Как много раз Охране покориться
Я не хотел, но ты права везде:
Дитя не тонет в ледяной воде
И ночью рвется шнур самоубийцы.
Куда ж ведешь? к какому божеству?
И где готовишь смертное томленье?
Быть может, здесь, в Лесу Упокоенья,
Опустишь тело в тихую траву?..
Сил не было. В глазах круги... Как рогом
Гудела кровь, рвалась и билась вон...
В бреду, зигзагом я дополз до стога,
И все укрыл свинцовый, мертвый сон.
Глава третья
Ich fuhle des Todes
Verjungende Flut,
Zu Balsam und Apher
Verwandelt mein Blut.
Nowalis1
1
Я поднял взгляд. Что это: крылья? знамя?..
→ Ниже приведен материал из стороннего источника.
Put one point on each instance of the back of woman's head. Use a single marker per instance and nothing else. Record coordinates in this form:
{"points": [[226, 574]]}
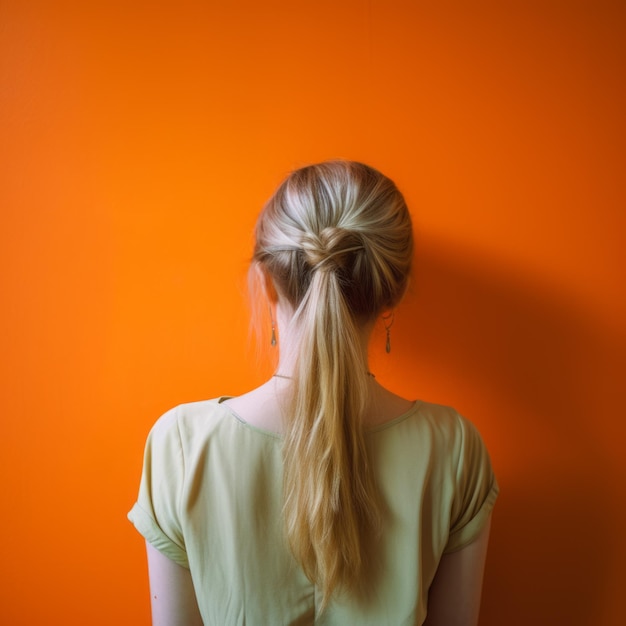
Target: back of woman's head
{"points": [[336, 241], [342, 217]]}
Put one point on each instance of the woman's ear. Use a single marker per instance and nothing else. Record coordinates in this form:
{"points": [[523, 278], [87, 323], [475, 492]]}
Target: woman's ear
{"points": [[267, 284]]}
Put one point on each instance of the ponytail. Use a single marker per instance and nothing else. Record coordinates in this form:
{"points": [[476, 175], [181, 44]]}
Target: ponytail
{"points": [[330, 502], [336, 240]]}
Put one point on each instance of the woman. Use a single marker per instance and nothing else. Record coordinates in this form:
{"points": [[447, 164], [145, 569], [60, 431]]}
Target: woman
{"points": [[319, 497]]}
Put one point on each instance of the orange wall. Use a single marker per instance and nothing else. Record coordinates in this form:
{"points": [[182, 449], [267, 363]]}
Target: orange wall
{"points": [[138, 142]]}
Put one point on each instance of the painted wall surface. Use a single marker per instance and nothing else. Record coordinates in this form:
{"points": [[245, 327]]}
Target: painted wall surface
{"points": [[138, 143]]}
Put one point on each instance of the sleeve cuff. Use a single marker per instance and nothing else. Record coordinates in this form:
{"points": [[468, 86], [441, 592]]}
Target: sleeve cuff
{"points": [[155, 536], [468, 533]]}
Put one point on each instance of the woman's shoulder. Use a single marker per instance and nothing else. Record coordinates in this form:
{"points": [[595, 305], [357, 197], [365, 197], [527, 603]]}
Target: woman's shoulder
{"points": [[187, 419]]}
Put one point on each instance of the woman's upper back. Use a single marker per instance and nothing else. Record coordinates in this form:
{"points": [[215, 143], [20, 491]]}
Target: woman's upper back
{"points": [[213, 502]]}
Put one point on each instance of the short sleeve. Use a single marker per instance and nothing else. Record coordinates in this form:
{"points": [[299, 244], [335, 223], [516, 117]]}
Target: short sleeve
{"points": [[156, 512], [476, 489]]}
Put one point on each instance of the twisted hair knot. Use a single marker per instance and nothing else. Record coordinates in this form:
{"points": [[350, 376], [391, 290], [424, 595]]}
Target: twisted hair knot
{"points": [[332, 249]]}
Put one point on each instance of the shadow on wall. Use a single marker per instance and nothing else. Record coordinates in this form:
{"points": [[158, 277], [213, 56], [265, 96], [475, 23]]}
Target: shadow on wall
{"points": [[544, 380]]}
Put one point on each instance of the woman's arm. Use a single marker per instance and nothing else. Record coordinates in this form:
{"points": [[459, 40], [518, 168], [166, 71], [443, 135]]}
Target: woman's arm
{"points": [[454, 596], [172, 595]]}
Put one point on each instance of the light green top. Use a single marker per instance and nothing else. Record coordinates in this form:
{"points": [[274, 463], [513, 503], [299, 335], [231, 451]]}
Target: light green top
{"points": [[210, 499]]}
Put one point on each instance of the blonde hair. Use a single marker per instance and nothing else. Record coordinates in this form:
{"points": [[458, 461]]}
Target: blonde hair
{"points": [[336, 240]]}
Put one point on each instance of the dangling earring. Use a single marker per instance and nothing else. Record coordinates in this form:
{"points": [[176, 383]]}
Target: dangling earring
{"points": [[388, 323], [273, 339]]}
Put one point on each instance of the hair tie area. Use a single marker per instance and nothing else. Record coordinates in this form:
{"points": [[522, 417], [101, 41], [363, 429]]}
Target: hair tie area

Чуть осыпая цвет свой на лету,
Сиял и плыл высоко над глазами
Сад облаков – весь в розовом цвету.
Нездешняя, светящаяся влага
Баюкала и омывала их,
И брезжили селения святых
У розового их архипелага.
Я видел невозможную страну:
Ее и нет, и не было на свете,
В ее врата проходят только дети,
В прекрасный вечер отходя ко сну.
В моря неизреченного сиянья
Душа вливалась тихою рекой...
Прости мое греховное метанье,
В бездонном океане упокой.
_______________________
1 Омытый смертью,
Молод я вновь,
Эфир в моих жилах –
Целебная кровь.
Новалис Р
(Перевод В. Микушевича). – (Ред.)
2
И стало все прекрасно и священно:
Созвездья, люди, мудрый сон камней...
Я вспоминал спокойно и смиренно
Борьбу и страх моих последних дней.
Как было странно... Господи, впервые
Со стороны я созерцал себя:
Срываясь с пней, кустарник теребя,
Я лез и полз сквозь дебри вековые.
Куда? зачем?.. Не я ли сам мечтал
На склоне лет уйти к лесам угрюмым,
Чтоб древний бор с его органным шумом
Моим скитом и школой веры стал?
И в смертный день, ни с другом, ни с женою
Минуту строгую не разделив,
Склониться в прах на сумрачную хвою
Иль под шатер смиренномудрых ив.
3
Я жизнь любил – в приволье и в печалях,
И голос женщин, и глаза друзей,
Но широта в заупокойных далях
Еще безбрежней, выше и полней.
Один лишь труд, любимый, светлый, строгий
Завет стиха, порученного мне,
Приковывал к горячей целине,
Как пахаря у огненной дороги.
Но если труд был чист – откуда ж страх?
Зачем боязнь пространств иного мира?
Еще звучней оправданная лира
Вольет свой голос в хор на небесах.
А если нет, а если мрак и стужу
Я заслужил – Отец наш милосерд:
Смерть не страшна, я с детства с нею дружен
И понял смысл ее бесплотных черт.
4
Да, с детских лет: с младенческого горя[10]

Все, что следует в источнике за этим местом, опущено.